Vor dem Umwelt- und Verkehrsausschuss gesteht der
Umweltminister, dass die von ihm favorisierte "Kulanzregelung" nicht 
funktioniert und verzichtet dennoch auf konsequente Rückrufaktion und
Widerruf der Betriebserlaubnis für Betrugsfilter - Deutsche 
Umwelthilfe befürchtet nachhaltigen Schaden für Auto-Abgasreinigung 
in Deutschland - Interne Dokumente belegen, dass Staatssekretär und 
Abteilungsleiter im Umweltministerium schon im August 2006 eine 
Veröffentlichung "negativer Prüfergebnisse" bestimmter Filtersysteme 
fürchteten
5. März 2008: Die Ende November 2007 von Bundesumweltminister 
Sigmar Gabriel präsentierte so genannte Kulanzregelung zur 
Aufarbeitung des Skandals um unwirksame Dieselfilter ist gescheitert.
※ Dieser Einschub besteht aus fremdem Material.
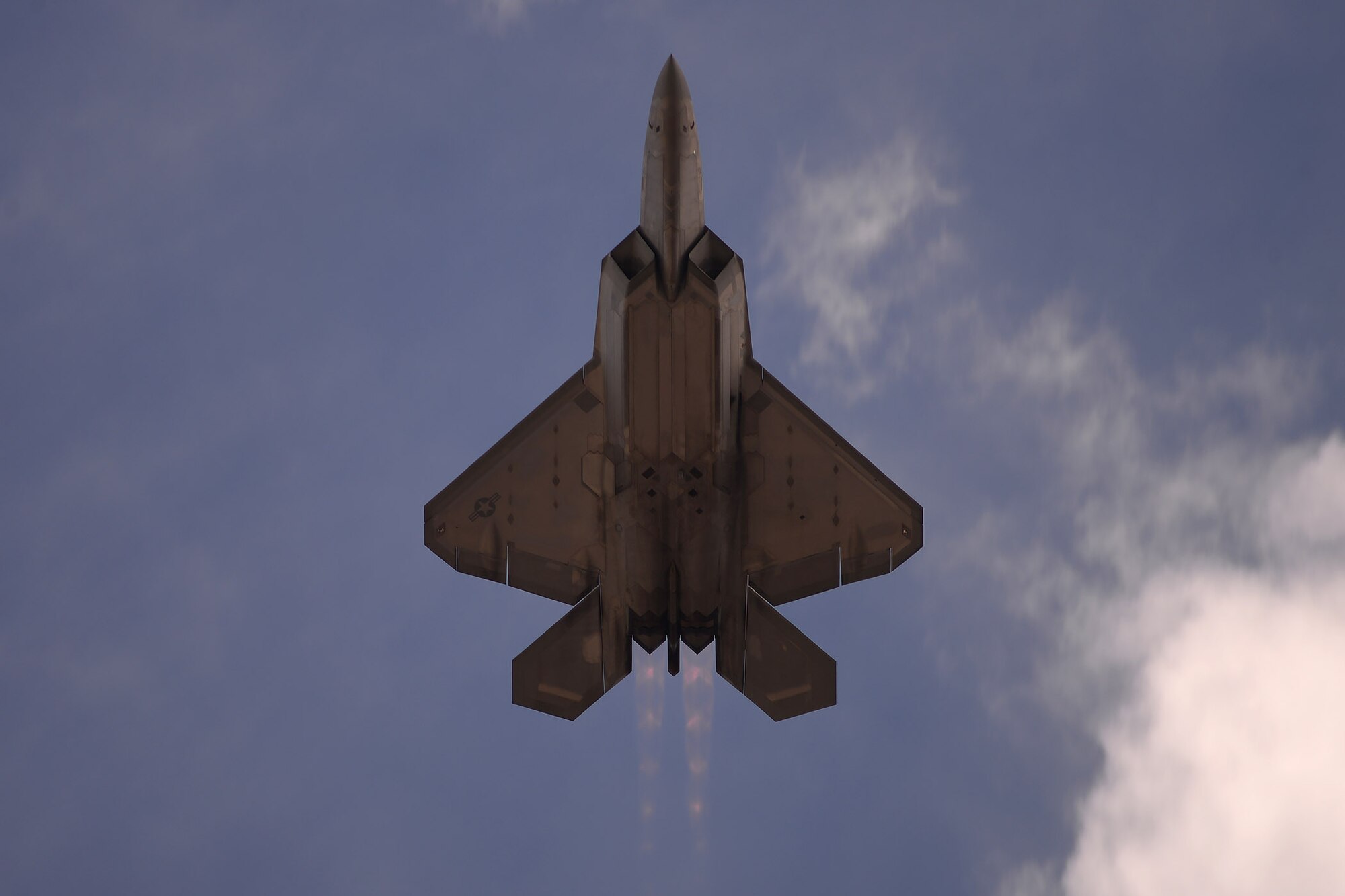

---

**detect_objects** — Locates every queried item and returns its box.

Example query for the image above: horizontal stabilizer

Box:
[742,588,837,721]
[514,588,603,721]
Das geht aus der Erklärung hervor, die der Minister heute vor dem 
Umwelt- und Verkehrsausschuss des Deutschen Bundestag abgegeben hat. 
Nach Gabriels Angaben sind von den mindestens 40.000 in Diesel-Pkw 
nachgerüsteten Betrugsfiltern in den vergangenen drei Monaten ganze 
1.024 - also etwa 2,5 Prozent - belegbar gegen funktionierende 
Systeme ausgetauscht worden.
Die Deutsche Umwelthilfe e. V. (DUH), die den Filterskandal im 
vergangenen Jahr aufgedeckt hatte, wirft der Bundesregierung vor, aus
dem von Anfang an vorhersehbaren und nun offensichtlichen Scheitern 
der Kulanzregelung immer noch keine klaren Konsequenzen zu ziehen. 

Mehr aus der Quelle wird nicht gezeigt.